「ラブドール」と呼ばれる成人向けの等身大人形と、恋人や家族のように暮らしている人たちがいる。彼らにとって人形は日々を支える「パートナー」になっているという。なぜ人形と暮らし、何を求めているのか。ラブドールと暮らす人々の声を追い、『無機的な恋人たち』(講談社)を著したノンフィクションライター・濱野ちひろさんに聞いた――。(第3回)

人形に「人格」を感じた瞬間

――濱野さんは取材したドール・ユーザーからラブドールを借りて生活したそうですね。一緒に暮らしてどうでしたか。

「ジャッキー」という名前の等身大の人形を借りたのですが、彼女を目の前にしたとき、私はまず「怖い」と感じました。
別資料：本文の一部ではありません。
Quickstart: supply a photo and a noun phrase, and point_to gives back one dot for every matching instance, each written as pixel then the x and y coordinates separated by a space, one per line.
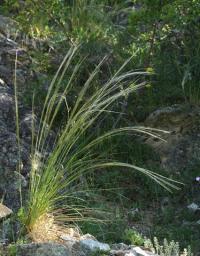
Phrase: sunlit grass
pixel 74 152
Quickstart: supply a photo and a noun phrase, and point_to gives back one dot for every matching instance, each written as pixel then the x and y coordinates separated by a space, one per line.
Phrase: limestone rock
pixel 181 150
pixel 42 249
pixel 89 246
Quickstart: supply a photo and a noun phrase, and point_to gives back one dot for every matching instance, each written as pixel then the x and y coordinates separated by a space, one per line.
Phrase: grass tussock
pixel 74 151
ただの物ではなく、得体の知れないものがそこにいるような感覚があったからです。なんというか、死体に近い不気味さがありました。

あまりの存在感ゆえに、私は反射的に「この娘は働き詰めで疲れていて、休む場所を探していた。そこに私がベッドを提供した。ここでいくらでも寝て、疲れを取る機会にするといい」という「物語」を作り出したのです。それは、人形に物語を当てはめるのではなく、「物語が勝手に立ち上がってしまう」ような感覚でした。

濱野さんが一緒に過ごしたラブドールのジャッキー
筆者提供
濱野さんが一緒に過ごしたラブドールのジャッキー。「日本人ぽい感じがするから」という理由でこの人形を選んだという

ほかにも、これまで男性から性的に利用されてきたであろうジャッキーの唇に触れたときに、不意に「かわいそう」と呟いてしまったことがありました。こんな反応をしたことに自分でも驚いたのですが、私は、人形の存在を「怖い」と感じたからこそ、物語を当てはめることで「生きた存在」として関係性を構築せざるを得なかったのかもしれません。
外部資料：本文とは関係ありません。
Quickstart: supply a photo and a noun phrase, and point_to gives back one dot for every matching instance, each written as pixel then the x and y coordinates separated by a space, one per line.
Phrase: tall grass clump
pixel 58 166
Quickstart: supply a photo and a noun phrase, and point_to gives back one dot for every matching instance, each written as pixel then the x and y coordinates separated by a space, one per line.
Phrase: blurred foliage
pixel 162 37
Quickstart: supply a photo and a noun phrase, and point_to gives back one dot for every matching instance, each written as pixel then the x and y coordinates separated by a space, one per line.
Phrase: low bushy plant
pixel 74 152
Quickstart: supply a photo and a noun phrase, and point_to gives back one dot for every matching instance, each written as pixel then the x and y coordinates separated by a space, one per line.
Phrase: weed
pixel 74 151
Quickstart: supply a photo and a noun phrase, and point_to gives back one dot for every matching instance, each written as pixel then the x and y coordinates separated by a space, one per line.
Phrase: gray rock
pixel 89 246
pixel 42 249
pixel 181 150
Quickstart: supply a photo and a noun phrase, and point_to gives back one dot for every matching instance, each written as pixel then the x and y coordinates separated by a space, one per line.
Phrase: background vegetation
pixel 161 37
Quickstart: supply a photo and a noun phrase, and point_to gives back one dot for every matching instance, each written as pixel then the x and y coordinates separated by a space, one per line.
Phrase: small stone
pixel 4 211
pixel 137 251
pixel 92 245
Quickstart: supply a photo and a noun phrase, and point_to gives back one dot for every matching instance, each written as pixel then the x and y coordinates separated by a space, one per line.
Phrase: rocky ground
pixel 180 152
この経験から、私は等身大人形という存在自体が人間に「物語」を立ち上げさせる力を持っていると考えるようになりました。おそらく、前回の記事で紹介したデイブキャットや近藤さんなどのドールの夫たちも、私に起きたような出来事を毎日積み重ねて、人形に詳細なプロフィールや人格的な奥行きを与えているのではないでしょうか。
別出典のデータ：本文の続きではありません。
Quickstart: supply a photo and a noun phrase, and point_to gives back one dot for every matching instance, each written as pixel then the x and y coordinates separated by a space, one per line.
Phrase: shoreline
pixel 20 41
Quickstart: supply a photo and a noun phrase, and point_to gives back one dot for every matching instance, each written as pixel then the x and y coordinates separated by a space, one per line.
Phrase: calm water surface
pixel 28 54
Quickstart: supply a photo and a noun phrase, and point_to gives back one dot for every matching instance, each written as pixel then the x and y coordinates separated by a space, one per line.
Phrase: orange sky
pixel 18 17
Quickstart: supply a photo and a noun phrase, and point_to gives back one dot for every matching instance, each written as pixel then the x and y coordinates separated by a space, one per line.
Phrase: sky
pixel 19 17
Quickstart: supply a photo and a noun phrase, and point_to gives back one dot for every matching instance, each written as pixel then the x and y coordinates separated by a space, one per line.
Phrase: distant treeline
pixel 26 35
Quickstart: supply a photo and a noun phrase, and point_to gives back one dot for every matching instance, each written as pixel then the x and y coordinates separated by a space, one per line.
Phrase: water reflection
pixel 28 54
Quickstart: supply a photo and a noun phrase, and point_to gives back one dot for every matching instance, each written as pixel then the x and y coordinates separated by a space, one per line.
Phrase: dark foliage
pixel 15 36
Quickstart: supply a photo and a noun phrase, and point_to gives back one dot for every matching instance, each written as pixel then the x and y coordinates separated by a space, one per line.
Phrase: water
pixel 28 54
たとえば、ドールの夫であるデイブキャットは、パートナーではなく「セックス専用のラブドール」を購入したことがあったのですが、人格のない「ただの人形」として扱えたのは3週間程度だったそうです。デイブキャットのように等身大人形と結婚し、人形に人格を与えることが当たり前になっている人間にとっては、人形に人格を感じることは当たり前のことなのです。